Adefovir dipivoxil alone or in combination with lamivudine for three months in patients with lamivudine resistant compensated chronic hepatitis B.
Author(s): Akyildiz M, Gunsar F, Ersoz G, Karasu Z, Ilter T, Batur Y, Akarca U
Affiliation(s): Department of Gastroenterology, Ege University Medical School, Bornova, Izmir, Turkey. firstname.lastname@example.org
Publication date & source: 2007-12, Dig Dis Sci., 52(12):3444-7. Epub 2007 Apr 12.

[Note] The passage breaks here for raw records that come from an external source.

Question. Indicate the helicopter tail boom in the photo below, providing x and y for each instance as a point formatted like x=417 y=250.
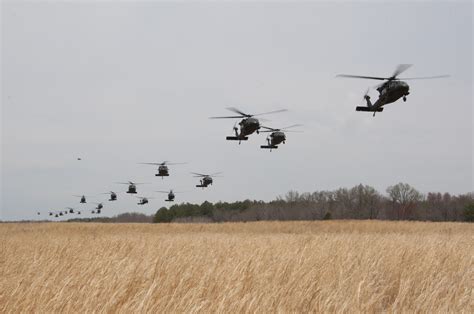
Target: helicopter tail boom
x=369 y=109
x=269 y=146
x=236 y=138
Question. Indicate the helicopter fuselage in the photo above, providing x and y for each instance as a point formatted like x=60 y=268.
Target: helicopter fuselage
x=170 y=197
x=143 y=201
x=132 y=189
x=205 y=182
x=391 y=92
x=277 y=138
x=162 y=171
x=248 y=126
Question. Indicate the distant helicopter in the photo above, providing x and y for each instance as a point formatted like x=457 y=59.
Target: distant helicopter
x=390 y=91
x=206 y=179
x=83 y=198
x=171 y=195
x=113 y=196
x=132 y=186
x=248 y=124
x=163 y=170
x=143 y=200
x=277 y=136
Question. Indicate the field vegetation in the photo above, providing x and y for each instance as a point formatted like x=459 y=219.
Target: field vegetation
x=342 y=266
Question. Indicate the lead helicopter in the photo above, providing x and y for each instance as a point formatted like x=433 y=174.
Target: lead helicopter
x=277 y=136
x=143 y=200
x=83 y=198
x=163 y=170
x=171 y=195
x=132 y=186
x=206 y=179
x=113 y=196
x=390 y=91
x=248 y=124
x=71 y=210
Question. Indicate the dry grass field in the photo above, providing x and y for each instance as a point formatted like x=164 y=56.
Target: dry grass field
x=335 y=266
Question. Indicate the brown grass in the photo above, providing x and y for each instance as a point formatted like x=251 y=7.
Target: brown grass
x=341 y=266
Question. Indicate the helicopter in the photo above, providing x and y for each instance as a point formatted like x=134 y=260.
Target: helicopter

Publication type: Randomized Controlled Trial
We studied clinical and laboratory effects of 3 months of lamivudine with adefovir combination and adefovir dipivoxil (AD) alone in the treatment of patients with lamivudine-resistant hepatitis B virus (HBV) infection. Eligible patients were hepatitis B surface antigen-positive men and women with compensated liver disease who were given lamivudine at least more than 6 months and had HBV polymerase gene mutation. Patients were assigned to receive adefovir 10 mg/day (Group 1) or adefovir 10 mg once daily and lamivudine 100 mg once daily combination during first 3 months, and then stopped lamivudine and continued adefovir (Group 2).Median age was 48 years (34 males and 20 females, and 35 were HBeAg-negative). Baseline median ALT, AST, and HBV DNA levels were 66 IU/l, 49 IU/l, and 6.7 log(10) copy/ml, respectively. Median adefovir therapy time and ALT normalization time were 9 and 3.5 months, respectively. There was no significant difference between groups according to the baseline HBV DNA, ALT, HBe Ag status, age, gender, and lamivudine resistance time. Virological and biochemical responses were similar in both groups during therapy. Two patients (8%) had ALT flare more than five times upper limit of normal without any clinical decompensation in Group 1. Mild ALT elevation according to baseline levels were found in 8 (27.6%) and 4 (17.4%) patients, respectively, in Group 2 and Group 1, and no statistically significance between two groups.In conclusion, this study showed that it is not necessary to continue lamivudine therapy while switching to AD therapy. Adefovir alone is effective in the treatment of patients with lamivudine resistant HBV infection and compensated liver disease, without significant clinical and laboratory flares. However, it is not easy to say that switching to AD with cessation of lamivudine is safe, because the study population is not enough for precise conclusion and resistance may be a considerable problem against AD in patients using long-term treatment.